The two rejoin "Paul" by three skeletons, a woman and two men, and it becomes obvious that "Paul's" father found the woman in the arms of their guide, shot both of them, and then killed himself. The religious zealot "Paul's" faith in his father is no more, takes the bottle of whiskey, and becomes drunk. 




















While, "Paul" wonders around the Roman ruins, "Joe" is able to decipher the clues to the treasure found in "Paul's" father's bible. The three now locate the treasure and load it on their pack animals, preparing to leave the following morning. "Paul" attempts to seduce "Dita", she rejects him, and a fight between "Paul" and "Joe" follows, ending with "Paul" going to another part of the ruins for the night.

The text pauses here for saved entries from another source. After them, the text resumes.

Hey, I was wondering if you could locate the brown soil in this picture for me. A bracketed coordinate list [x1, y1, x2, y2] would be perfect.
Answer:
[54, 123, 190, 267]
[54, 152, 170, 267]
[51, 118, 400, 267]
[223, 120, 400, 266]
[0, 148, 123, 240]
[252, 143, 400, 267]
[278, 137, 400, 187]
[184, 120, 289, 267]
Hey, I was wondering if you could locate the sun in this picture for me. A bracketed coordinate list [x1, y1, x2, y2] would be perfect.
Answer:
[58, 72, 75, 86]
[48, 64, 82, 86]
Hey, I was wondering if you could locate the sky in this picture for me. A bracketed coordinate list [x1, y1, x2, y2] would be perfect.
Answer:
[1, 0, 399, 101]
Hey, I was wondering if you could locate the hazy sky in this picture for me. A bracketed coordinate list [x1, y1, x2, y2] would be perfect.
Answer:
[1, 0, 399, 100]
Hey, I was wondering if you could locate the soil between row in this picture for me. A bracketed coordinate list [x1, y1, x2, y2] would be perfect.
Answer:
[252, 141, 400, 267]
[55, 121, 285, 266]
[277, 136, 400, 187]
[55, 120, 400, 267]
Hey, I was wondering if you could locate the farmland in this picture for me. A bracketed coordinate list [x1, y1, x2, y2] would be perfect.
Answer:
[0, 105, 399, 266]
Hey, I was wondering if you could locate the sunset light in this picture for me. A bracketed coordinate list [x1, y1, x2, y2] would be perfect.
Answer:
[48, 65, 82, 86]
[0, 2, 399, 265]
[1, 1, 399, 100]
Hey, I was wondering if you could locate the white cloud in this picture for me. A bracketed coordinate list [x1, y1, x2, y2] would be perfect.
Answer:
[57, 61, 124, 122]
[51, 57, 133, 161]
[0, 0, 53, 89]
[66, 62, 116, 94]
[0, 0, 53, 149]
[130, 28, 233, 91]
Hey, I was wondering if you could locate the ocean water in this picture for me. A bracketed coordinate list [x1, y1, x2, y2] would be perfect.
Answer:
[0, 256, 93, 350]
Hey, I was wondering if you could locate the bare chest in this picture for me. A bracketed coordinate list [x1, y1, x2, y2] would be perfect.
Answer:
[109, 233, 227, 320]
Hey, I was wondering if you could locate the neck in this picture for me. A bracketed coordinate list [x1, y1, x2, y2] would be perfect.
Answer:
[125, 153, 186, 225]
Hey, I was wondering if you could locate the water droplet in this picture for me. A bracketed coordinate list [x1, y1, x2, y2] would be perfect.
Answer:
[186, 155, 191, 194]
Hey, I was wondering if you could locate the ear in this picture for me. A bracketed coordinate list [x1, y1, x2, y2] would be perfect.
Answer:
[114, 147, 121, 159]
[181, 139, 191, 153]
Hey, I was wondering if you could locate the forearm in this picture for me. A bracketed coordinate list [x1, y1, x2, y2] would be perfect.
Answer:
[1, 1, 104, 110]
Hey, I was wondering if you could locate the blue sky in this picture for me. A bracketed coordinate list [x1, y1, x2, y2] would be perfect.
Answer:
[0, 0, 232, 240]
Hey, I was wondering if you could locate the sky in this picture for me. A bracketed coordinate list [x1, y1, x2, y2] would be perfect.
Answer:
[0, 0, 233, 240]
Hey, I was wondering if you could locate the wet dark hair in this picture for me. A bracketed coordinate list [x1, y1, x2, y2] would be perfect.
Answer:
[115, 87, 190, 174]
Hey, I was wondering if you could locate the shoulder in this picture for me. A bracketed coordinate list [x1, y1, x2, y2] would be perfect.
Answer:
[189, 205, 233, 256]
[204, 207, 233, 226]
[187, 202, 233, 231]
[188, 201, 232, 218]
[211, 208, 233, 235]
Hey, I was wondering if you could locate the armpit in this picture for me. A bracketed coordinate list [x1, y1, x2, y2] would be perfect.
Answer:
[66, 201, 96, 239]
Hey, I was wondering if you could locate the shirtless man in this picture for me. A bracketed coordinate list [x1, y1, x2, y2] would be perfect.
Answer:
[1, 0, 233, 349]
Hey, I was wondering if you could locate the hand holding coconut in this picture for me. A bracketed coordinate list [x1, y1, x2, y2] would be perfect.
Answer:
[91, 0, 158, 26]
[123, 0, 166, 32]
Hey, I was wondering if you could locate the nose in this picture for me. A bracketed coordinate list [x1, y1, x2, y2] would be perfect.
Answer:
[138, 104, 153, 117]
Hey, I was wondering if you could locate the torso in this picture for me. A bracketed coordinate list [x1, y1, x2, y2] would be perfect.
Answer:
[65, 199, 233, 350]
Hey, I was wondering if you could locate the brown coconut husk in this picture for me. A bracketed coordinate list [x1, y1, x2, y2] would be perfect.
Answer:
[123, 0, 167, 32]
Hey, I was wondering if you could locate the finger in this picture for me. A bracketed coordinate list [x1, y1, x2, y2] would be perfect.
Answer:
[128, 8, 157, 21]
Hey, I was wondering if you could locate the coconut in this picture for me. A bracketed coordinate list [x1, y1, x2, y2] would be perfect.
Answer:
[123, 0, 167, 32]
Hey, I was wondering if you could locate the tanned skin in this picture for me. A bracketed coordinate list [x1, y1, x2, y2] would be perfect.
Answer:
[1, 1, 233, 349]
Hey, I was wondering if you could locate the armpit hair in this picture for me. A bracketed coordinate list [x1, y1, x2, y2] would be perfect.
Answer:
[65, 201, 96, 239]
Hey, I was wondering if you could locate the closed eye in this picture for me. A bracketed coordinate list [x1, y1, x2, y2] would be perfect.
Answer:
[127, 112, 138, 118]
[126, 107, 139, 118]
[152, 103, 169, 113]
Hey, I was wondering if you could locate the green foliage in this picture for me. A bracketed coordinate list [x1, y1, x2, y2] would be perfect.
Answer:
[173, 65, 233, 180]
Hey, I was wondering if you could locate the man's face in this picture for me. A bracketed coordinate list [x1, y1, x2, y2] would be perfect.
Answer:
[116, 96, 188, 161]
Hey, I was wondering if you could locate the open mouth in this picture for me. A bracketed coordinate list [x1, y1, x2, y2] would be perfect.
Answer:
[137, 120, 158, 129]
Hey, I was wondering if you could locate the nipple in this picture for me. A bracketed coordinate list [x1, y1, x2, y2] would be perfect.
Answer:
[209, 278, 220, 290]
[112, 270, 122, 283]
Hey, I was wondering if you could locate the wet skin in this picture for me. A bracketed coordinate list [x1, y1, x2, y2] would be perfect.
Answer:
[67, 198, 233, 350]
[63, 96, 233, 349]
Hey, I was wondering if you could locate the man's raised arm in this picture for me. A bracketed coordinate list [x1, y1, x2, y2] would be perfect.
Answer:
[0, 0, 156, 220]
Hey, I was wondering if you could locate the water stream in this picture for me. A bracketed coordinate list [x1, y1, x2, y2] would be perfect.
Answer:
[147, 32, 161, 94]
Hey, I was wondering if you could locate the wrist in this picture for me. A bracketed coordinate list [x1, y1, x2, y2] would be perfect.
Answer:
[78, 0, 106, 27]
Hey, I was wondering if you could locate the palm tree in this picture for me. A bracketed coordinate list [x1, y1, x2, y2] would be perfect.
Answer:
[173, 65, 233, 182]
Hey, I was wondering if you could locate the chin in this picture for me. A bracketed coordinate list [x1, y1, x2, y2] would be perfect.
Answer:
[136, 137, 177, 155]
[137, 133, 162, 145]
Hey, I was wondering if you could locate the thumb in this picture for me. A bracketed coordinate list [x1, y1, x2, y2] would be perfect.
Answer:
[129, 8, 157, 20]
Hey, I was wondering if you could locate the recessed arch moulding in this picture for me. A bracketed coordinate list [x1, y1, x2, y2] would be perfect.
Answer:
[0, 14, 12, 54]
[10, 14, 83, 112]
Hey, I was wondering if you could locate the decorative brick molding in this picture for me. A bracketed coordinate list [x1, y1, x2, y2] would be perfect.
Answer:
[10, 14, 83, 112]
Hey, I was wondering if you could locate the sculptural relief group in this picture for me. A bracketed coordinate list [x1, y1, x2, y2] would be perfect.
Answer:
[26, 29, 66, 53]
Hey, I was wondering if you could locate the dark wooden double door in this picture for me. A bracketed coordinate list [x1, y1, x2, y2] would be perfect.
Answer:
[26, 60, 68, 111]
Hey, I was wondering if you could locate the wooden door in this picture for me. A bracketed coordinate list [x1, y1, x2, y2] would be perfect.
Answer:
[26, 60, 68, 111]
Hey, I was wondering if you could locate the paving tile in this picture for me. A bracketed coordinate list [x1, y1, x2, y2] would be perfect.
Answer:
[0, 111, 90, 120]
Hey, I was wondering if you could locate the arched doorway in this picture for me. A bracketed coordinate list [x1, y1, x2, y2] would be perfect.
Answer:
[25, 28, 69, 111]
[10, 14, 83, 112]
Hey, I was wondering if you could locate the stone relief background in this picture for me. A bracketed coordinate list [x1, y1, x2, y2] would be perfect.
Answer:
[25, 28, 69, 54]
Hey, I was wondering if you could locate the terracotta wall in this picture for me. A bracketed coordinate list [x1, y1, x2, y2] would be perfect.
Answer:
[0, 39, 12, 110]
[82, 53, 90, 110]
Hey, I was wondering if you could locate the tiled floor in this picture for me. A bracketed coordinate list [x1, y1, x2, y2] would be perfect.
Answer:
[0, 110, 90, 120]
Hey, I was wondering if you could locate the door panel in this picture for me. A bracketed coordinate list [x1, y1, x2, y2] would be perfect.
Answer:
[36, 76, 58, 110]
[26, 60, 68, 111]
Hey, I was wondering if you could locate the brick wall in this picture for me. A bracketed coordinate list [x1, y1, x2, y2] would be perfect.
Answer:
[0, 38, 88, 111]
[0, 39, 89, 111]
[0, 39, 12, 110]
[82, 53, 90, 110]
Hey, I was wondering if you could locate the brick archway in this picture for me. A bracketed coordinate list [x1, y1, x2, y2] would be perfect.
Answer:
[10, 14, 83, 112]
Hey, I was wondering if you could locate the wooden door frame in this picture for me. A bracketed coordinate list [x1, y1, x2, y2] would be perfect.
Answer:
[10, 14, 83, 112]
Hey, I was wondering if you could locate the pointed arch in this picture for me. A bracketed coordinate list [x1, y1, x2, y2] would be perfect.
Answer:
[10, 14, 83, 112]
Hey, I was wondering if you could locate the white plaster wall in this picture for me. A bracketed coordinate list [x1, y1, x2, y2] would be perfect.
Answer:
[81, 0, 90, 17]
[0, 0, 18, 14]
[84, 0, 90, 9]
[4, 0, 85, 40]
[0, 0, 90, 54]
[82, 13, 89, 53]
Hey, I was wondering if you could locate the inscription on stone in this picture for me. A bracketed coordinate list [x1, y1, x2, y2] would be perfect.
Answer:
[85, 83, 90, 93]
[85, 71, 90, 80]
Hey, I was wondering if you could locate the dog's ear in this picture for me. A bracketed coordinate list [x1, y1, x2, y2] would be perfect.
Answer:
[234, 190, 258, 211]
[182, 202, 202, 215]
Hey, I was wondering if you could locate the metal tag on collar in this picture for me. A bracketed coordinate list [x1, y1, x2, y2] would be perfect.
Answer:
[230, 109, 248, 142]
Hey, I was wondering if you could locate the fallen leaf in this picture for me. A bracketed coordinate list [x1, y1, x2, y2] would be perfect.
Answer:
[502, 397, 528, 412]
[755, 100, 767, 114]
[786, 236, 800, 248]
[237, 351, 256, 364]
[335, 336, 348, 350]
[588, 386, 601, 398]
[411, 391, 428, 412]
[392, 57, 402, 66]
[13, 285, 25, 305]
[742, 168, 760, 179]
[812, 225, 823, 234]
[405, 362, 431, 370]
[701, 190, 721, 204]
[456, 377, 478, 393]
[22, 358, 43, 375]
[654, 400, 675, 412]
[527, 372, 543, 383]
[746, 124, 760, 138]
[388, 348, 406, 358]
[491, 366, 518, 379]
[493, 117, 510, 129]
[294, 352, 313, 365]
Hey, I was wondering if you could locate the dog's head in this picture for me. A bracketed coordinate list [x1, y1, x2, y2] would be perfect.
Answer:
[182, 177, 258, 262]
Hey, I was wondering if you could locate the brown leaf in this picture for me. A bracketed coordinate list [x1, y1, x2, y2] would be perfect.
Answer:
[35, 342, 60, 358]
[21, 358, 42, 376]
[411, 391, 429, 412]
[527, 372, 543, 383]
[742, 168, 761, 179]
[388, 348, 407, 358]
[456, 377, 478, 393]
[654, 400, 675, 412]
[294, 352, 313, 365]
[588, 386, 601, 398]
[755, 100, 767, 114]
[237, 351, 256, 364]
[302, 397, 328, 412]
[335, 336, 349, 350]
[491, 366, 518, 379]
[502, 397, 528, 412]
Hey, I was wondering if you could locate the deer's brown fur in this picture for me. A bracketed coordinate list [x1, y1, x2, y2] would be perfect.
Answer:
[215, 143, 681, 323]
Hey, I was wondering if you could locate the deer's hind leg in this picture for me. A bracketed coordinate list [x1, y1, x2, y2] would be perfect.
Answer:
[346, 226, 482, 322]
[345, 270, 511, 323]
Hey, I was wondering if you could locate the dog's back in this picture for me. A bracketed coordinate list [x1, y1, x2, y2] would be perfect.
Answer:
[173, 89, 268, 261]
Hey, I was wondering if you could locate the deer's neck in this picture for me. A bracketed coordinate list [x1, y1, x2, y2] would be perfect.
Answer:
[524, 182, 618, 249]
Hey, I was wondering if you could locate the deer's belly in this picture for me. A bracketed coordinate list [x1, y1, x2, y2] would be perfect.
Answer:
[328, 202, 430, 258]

When, "Joe January" and "Dita" wake-up the next morning, "Paul Bonnard" has left during the night, taking the treasure, their supplies, and their animals.

"Joe" and "Dita", on foot, go after "Paul" and find him unconscious from dehydration. "Joe' and "Dita" now dig for water, after noticing the spot the pack animals are digging at , but "Paul" regains consciousness, sees them, buries the treasure, attacks "Joe" from behind with a knife, but "Dita" shoots and kills him. Near death, "Joe" and "Dita" see an Arab caravan and will be rescued.


There's a slight problem with locations in the plot:

The supposed lost city of "Timgad" was an actual Roman City, located in the Aures Mountains of the Atlas Mountain System of Algeria and northwestern Tunisia, in North Africa. 



 























"Timbuktu" is located in the Republic of Mali, at the time of filming, still under French occupation, 12 miles north of the Niger River, on the southern edge of the Sahara. As the following map indicates, according to this screenplay, "Joe January", "Dita", and "Paul Bonnard" would have traveled across all of Algeria into the mountains at the border of Tunisia to reach "Timgad", but who cares for reality in a "Hollywood" movie?



























On March 12, 1958, in New York City, the first motion picture in Sophia Loren's five picture contract with "Paramount Pictures" opened. "Desire Under the Elms", was based upon a play by playwright Eugene O'Neil, from a screenplay by author Irwin Shaw. First billing went to Sophia Loren, and her co-stars were, Anthony Perkins and Burl Ives.